Contrary to the further contention of the mother and the AFC, the court did not err in including a directive that the mother obtain counseling as a component of the order on appeal inasmuch as the court did not "order such counseling as a prerequisite to custody or visitation" ( Matter of Avdic v. Avdic , 125 A.D.3d 1534, 1535, 4 N.Y.S.3d 792 [4th Dept. 2015] ).
However, we agree with the mother and the AFC that the court exceeded its jurisdiction in suspending maintenance payments to the mother inasmuch as the parties' separation agreement setting forth that obligation is an independent contract (see Makarchuk v. Makarchuk , 59 A.D.3d 1094, 1094, 874 N.Y.S.2d 649 [4th Dept. 2009] ).

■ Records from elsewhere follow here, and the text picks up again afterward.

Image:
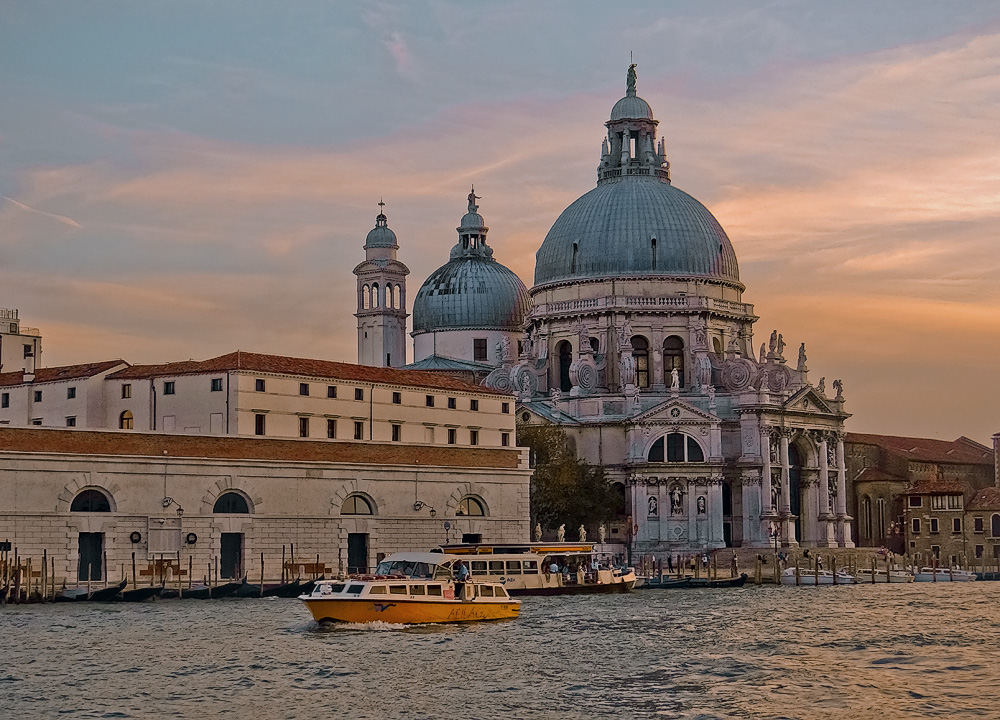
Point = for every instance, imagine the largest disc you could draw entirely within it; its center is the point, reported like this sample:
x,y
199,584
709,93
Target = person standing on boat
x,y
461,576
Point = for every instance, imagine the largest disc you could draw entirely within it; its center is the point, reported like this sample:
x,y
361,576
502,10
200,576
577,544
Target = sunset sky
x,y
179,180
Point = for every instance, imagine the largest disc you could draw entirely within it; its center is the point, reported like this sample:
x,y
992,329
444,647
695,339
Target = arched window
x,y
673,357
866,518
356,505
565,351
231,503
91,501
640,353
676,447
471,506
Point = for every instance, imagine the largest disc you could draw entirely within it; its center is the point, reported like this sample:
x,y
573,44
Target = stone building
x,y
91,499
639,343
883,470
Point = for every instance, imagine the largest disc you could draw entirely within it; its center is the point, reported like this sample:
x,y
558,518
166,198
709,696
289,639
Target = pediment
x,y
674,412
809,401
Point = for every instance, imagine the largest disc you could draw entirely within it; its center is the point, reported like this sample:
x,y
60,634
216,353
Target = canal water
x,y
898,651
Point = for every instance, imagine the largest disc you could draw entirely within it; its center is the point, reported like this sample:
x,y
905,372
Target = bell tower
x,y
381,299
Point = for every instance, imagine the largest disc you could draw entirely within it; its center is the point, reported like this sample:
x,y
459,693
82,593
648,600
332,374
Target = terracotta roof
x,y
985,499
961,451
256,362
65,372
98,442
938,487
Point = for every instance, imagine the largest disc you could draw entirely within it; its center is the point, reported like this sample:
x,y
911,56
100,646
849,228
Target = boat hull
x,y
408,612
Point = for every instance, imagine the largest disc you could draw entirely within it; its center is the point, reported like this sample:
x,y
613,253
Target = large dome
x,y
609,233
471,293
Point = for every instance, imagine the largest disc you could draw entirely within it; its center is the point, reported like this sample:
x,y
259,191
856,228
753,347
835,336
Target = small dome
x,y
381,235
471,292
631,107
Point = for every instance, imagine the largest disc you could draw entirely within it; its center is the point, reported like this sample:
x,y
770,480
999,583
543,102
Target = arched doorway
x,y
565,352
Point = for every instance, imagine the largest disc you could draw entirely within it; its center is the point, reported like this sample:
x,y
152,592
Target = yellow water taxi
x,y
425,593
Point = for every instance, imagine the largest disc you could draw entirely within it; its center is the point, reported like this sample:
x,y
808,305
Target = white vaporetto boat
x,y
811,577
943,575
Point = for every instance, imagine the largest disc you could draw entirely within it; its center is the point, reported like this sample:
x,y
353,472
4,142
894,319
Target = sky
x,y
182,179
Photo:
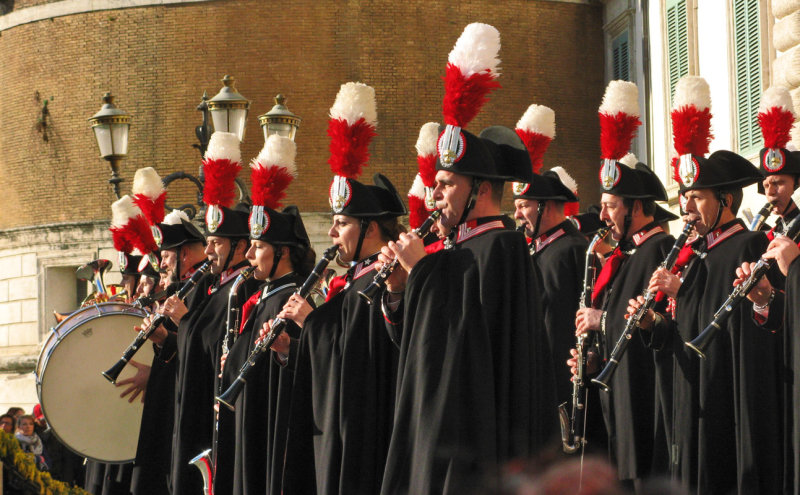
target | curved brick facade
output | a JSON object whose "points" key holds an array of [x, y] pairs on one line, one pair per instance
{"points": [[157, 60]]}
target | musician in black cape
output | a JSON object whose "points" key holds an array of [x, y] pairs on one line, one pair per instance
{"points": [[280, 252], [726, 411], [557, 250], [636, 439], [475, 383]]}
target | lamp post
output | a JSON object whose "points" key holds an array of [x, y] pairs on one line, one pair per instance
{"points": [[229, 109], [111, 126], [279, 120]]}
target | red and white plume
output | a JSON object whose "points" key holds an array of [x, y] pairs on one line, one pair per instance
{"points": [[691, 119], [571, 208], [537, 128], [619, 119], [351, 127], [149, 194], [417, 211], [129, 228], [220, 166], [427, 153], [776, 117], [273, 170], [471, 74]]}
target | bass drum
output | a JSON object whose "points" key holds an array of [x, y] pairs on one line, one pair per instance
{"points": [[84, 410]]}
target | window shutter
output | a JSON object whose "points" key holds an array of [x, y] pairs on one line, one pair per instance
{"points": [[677, 43], [747, 57]]}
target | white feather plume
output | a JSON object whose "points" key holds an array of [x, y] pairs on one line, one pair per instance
{"points": [[123, 210], [354, 101], [280, 151], [539, 119], [224, 145], [621, 96], [476, 50], [417, 188], [428, 137], [629, 160], [174, 217], [567, 179], [776, 96], [692, 90], [147, 182]]}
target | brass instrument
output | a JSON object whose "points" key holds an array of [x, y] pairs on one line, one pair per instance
{"points": [[112, 373], [572, 438], [604, 378], [379, 282], [228, 398]]}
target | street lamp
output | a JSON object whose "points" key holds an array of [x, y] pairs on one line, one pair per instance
{"points": [[229, 109], [111, 127], [279, 120]]}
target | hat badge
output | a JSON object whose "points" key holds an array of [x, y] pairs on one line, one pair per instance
{"points": [[609, 174], [774, 160], [340, 194], [688, 169], [214, 218], [259, 221], [158, 236], [450, 146]]}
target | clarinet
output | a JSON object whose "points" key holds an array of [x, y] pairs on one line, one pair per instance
{"points": [[570, 431], [113, 372], [604, 378], [379, 282], [704, 339], [228, 398], [760, 217]]}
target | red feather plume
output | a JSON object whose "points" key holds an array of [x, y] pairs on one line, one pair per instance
{"points": [[269, 185], [616, 133], [691, 130], [152, 209], [776, 125], [417, 213], [219, 188], [537, 145], [464, 97], [349, 146]]}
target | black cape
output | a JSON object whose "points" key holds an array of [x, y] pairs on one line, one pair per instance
{"points": [[637, 440], [262, 408], [198, 340], [726, 409], [345, 377], [560, 265], [475, 380]]}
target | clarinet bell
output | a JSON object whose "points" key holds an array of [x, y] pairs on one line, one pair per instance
{"points": [[113, 372]]}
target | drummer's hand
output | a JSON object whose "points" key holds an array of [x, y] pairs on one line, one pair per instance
{"points": [[174, 308], [396, 282], [159, 334], [138, 382], [281, 344], [408, 249], [761, 292], [296, 309]]}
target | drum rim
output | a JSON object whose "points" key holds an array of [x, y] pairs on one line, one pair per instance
{"points": [[38, 378]]}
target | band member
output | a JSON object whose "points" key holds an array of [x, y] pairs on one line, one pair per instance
{"points": [[280, 252], [346, 369], [726, 416], [475, 378], [630, 190], [780, 167]]}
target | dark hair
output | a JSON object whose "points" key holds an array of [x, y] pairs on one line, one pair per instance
{"points": [[302, 259]]}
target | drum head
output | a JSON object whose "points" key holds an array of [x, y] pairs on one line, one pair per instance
{"points": [[84, 409]]}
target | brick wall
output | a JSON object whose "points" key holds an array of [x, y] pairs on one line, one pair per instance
{"points": [[158, 60]]}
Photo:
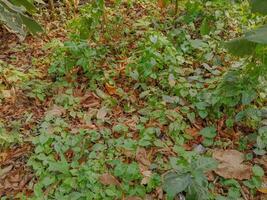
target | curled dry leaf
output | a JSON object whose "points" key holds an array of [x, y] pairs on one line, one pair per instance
{"points": [[262, 161], [263, 188], [141, 157], [56, 111], [133, 198], [101, 114], [230, 164], [108, 179], [147, 174], [110, 89]]}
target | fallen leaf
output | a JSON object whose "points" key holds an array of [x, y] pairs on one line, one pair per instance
{"points": [[230, 164], [56, 111], [101, 114], [133, 198], [147, 174], [262, 161], [5, 170], [263, 188], [161, 3], [141, 156], [6, 94], [194, 132], [111, 89], [108, 179]]}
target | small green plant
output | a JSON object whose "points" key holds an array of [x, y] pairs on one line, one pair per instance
{"points": [[188, 175], [14, 16], [88, 23], [72, 56], [256, 181]]}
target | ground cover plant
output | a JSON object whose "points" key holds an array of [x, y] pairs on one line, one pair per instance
{"points": [[134, 99]]}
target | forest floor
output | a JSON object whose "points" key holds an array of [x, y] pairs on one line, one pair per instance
{"points": [[137, 111]]}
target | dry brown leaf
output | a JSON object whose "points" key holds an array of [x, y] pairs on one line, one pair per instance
{"points": [[133, 198], [141, 156], [230, 165], [56, 111], [263, 188], [262, 161], [147, 174], [101, 114], [111, 89], [108, 179], [161, 3], [194, 132]]}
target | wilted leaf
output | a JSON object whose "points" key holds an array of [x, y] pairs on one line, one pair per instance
{"points": [[259, 6], [56, 111], [231, 166], [101, 114], [141, 156], [134, 198], [108, 179], [174, 183], [204, 28], [111, 89]]}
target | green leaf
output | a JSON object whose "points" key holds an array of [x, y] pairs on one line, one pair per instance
{"points": [[248, 97], [204, 28], [174, 183], [259, 6], [29, 6]]}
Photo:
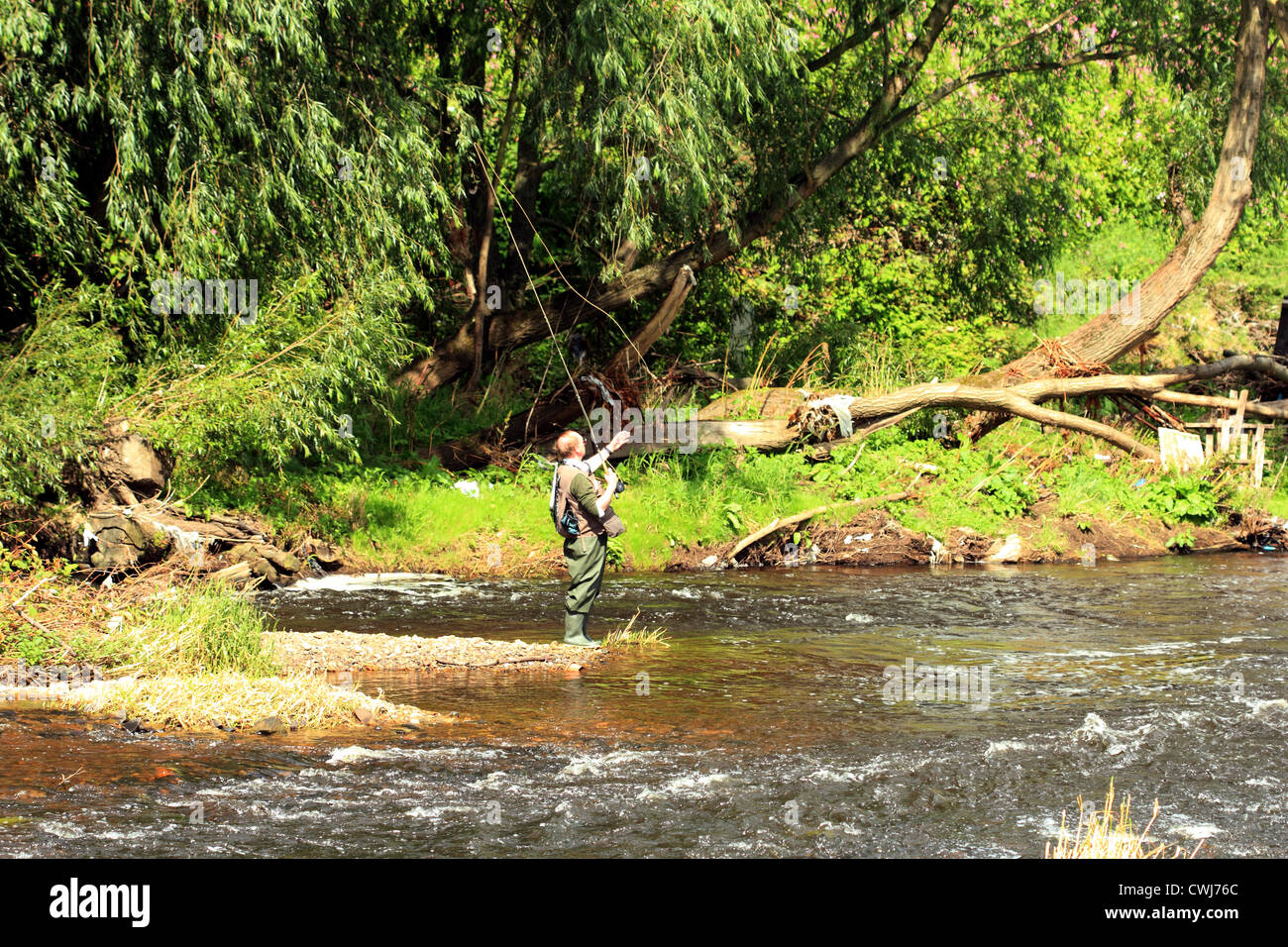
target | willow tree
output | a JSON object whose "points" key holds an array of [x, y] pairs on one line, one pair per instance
{"points": [[642, 140], [153, 153]]}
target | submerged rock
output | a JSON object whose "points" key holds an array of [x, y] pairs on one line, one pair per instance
{"points": [[269, 725]]}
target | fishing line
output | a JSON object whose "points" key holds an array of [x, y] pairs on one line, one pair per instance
{"points": [[550, 329]]}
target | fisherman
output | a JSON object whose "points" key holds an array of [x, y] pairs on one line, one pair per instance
{"points": [[584, 517]]}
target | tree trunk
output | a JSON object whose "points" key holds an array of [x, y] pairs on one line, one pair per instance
{"points": [[1113, 334]]}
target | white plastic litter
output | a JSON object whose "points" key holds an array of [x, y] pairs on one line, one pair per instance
{"points": [[468, 487]]}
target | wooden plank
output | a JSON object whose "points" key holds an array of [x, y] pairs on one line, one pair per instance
{"points": [[1260, 466], [1247, 425], [1180, 450]]}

Family Court is a court of limited jurisdiction and cannot exercise powers beyond those granted to it by statute (see Matter of Johna M.S. v. Russell E.S. , 10 N.Y.3d 364, 366, 859 N.Y.S.2d 594, 889 N.E.2d 471 [2008] ; Matter of Howard v. Janowski , 226 A.D.2d 1087, 1087, 641 N.Y.S.2d 940 [4th Dept. 1996] ; see also Kleila v. Kleila , 50 N.Y.2d 277, 282, 428 N.Y.S.2d 896, 406 N.E.2d 753 [1980] ), and "[i]t generally has no subject matter jurisdiction to reform, set aside or modify the terms of a valid separation agreement" ( Johna M.S. , 10 N.Y.3d at 366, 859 N.Y.S.2d 594, 889 N.E.2d 471 ). We therefore modify the order by vacating the tenth provision of the second ordering paragraph insofar as it relates to the suspension of maintenance payments, and we remit the matter to Family Court for a determination of the amount of any maintenance arrears.
The contention of the mother and the AFC that the court erred in prohibiting contact between the subject child and his adult siblings is moot inasmuch as that provision of the order expired by its own terms (see generally Matter of Mickle v. Mickle , 143 A.D.3d 1289, 1290, 38 N.Y.S.3d 504 [4th Dept. 2016] ; Matter of Whitney v. Judge , 138 A.D.3d 1381, 1382, 30 N.Y.S.3d 412 [4th Dept. 2016], lv denied 27 N.Y.3d 911, 2016 WL 3582574 [2016] ).